TECHNOLOGY OVERVIEW

Neurons in the brain come in different types, based on the function and the location.  Every Neuron on the brain shares some fundamental characteristics:  it is an element that can compute, store and communicate.  The communication between the Neurons takes place through dendrites that connect the nerve cells.  The information that is communicated can take several forms, i.e. it could be computed locally by the Neuron, or a message relayed after “conditioning,” such as in the case of motor Neurons.

The fundamental building block of the Xceler processor is the “Digital Neuron.”  These Digital Neurons form synapses with each other dynamically or statically based on the computational context.  Just like in the Human Brain, some of the synapses are statically formed (memory and inferencing type functions) and some are dynamically formed (computation functions).

In the Xceler Engine Neurons can be intermixed with custom computation blocks and even small “ALU Like,” structures.  Our patent pending parsing and scheduling technology that plugs into the back end of a standard compiler front end can take any standard program that is written in C/C++ or other high-level language and maps it to the engine.

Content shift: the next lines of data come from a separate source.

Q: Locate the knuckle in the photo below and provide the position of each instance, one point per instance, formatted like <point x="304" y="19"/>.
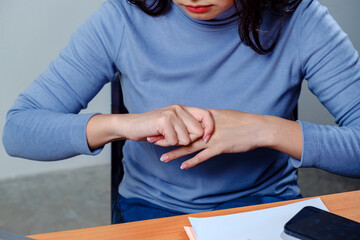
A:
<point x="177" y="107"/>
<point x="185" y="141"/>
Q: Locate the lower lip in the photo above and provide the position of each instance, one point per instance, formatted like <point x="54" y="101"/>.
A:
<point x="200" y="9"/>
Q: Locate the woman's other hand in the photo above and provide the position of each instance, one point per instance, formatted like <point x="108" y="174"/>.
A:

The current incarnation of the Engine is the patent pending Xceler Graph Processor. The engine can run graphs generated by the forward compile flow for standard processors such as ARM, x86 and others.

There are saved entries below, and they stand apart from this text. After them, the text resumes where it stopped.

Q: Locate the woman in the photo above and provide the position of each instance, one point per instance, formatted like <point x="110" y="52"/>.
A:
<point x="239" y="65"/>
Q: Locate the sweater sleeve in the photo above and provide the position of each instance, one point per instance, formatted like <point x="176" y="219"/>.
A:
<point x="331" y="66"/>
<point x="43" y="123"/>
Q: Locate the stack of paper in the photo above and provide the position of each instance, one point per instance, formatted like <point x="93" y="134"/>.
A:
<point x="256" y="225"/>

Unlike the “Tensor,” processing units, multi-core processors and systolic array processors that generally work well with DAGs (Directed Acyclic Graphs), the Xceler Engine works like a processor that can execute complex non-planar graphs, loops etc.  Our Non Von-neumann Architecture allows for a lot more flexibility on how we execute programs.

A graph or the sequence of actions (Sequencing Graph) in execution of an algorithm or a task has been in recent past dubbed as a “Tensor.”  However at a program level the graphs are not DAGs (Directed Acyclic Graphs) but complex non-planar graphs with multiple nodes and interconnects.  The Xceler architecture is able to exploit both spatial and temporal characteristics of the sequencing and control flow graphs.

The Xceler Architecture, based on the instance size forms between 100 million to 1 trillion unique synapses per second to perform computation.  Multiple engines can be interconnected to form a large “Neural Farms” to accomplish complex Neural behaviors

The synaptic connections morph every clock cycle.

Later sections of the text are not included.